Tip jars are turning up everywhere in America these days. Don’t feel guilty if you ignore the ones at fast food establishments, even coffee shops, if they don’t bring food or beverages to the table. Tip jars are often placed so conspicuously that employees at self-serve businesses, from gas stations, convenience stores, hot dog carts, coffee houses and fast food restaurants, are being rewarded for service they are not providing. In the meantime, people who do provide service are often overlooked, especially when we travel around the country.
Tips are not just rewards for good service. There are many people who depend on tips as part of their income. The people most commonly thought of in connection with tips are restaurant employees. In fact, restaurants report a percentage, usually around 12 percent, of gross sales for food and beverage to the Internal Revenue Service (IRS) for their staff. Not all restaurant employees, however, should be tipped 12 percent. Some basic guidelines for restaurant tipping in the U.S. include:
- Food server/waitperson: 15-20 percent (for separate checks tip 18 percent on each check)
- Wine steward/Sommelier: 10-20 percent of wine bill
- Coat check attendant: $1/item if coat check is free
- Restroom attendant: $1
- Teppanyaki chef: 15-20 percent (this will usually be split with wait staff)
- Musician that visits the table: $2-3 for requests, optional if musician just stops and plays
- Bartender: 15-20 percent or $1 per drink (if at the bar while waiting for a table, settle the bill at the bar before going to your table)
- Musician in lounge: $1-5
- Cocktail server: 15-20 percent (tip $1-2 per round for free drinks in casinos or other similar places)
Tipping the Maitre d’ and busboys is not required unless they do something special. Withholding a tip is not the most effective way to register dissatisfaction with the quality of service. Make the manager aware of the problem, so they can correct the behavior.
There are a variety of other individuals who count on tips. At the airport, these individuals include:
- Skycaps/porters: $2 per bag and another $2 for curbside check-in
- Electric cart driver: $2-3 per person
- Wheelchair pusher: $5 for pushing, ticket counter to gate or gate to baggage claim, $10-20 for trips between terminals. Add $1-2 per bag if they help with luggage
- Courtesy shuttle driver: $1-2 per bag if they help with bags
- Taxi, limo, van or paid shuttle driver: 15 percent of the total fare and up to 20 percent if the driver helps with bags or makes extra stops. Never less than $1.

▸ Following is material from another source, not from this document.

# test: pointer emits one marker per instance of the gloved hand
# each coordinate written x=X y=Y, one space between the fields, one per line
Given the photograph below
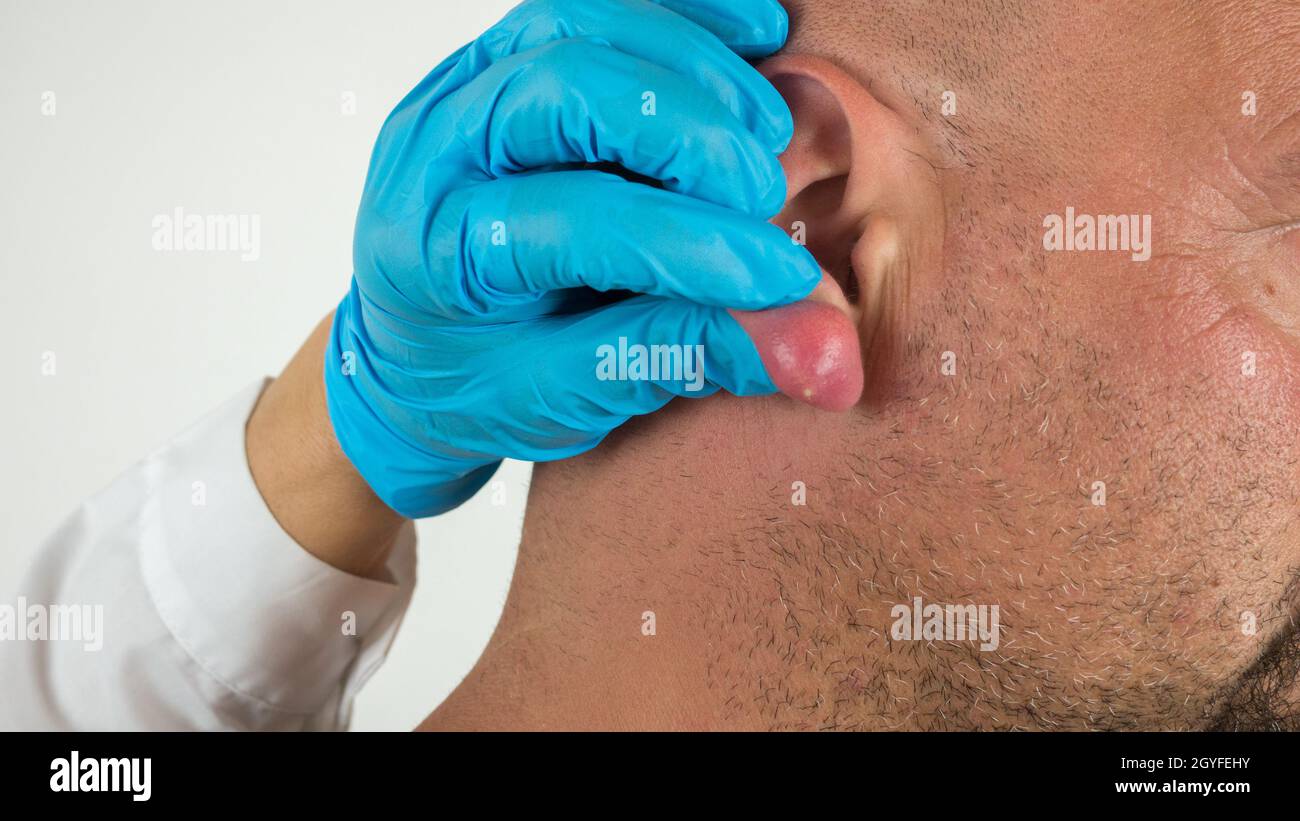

Some hotels are now charging a daily fee covering all tipping for hotel services, so be sure to ask whether gratuities are included in the price of the room. If there is no daily fee, tipping the following individuals is appropriate:
- Parking valet/attendant: $1-3 for returning car, the same is optional for parking the car
- Garage attendant: $1
- Doorman: $1-2 for hailing a cab, $0.50-1 per bag for luggage assistance unless he/she caries them all the way to the room, in which case tip $1-2 per bag, No tip for simply opening the door.
- Bellman: $1-2 for helping with luggage or packages.
- Concierge: $5-10 for helping get hard-to-get dinner reservations or theater tickets. Tipping for just advice is optional. Tip concierge at time of service or end of stay.
- Room service: 15-20 percent unless gratuity is included. $1 if gratuity is included
- Maid/housekeeping staff: $1-5 per day typically but up to $10 depending on mess or special services requested. Leave tip on pillow every day because staff may change.
- Swimming pool or gym attendants: $2-5 for special service such as extra seating or towels or help inflating pool toys.
- Delivery of requested items: $2 minimum, then $1 per item, such as pillows, iron, etc.
Tipping generously upon arrival can set the tone for an entire stay and ensure high quality service. Also, frequent visitors to a hotel may wish to err on the side of generosity, even infrequent visitors may wish to do so as it will make hotel staff more aware of the guest.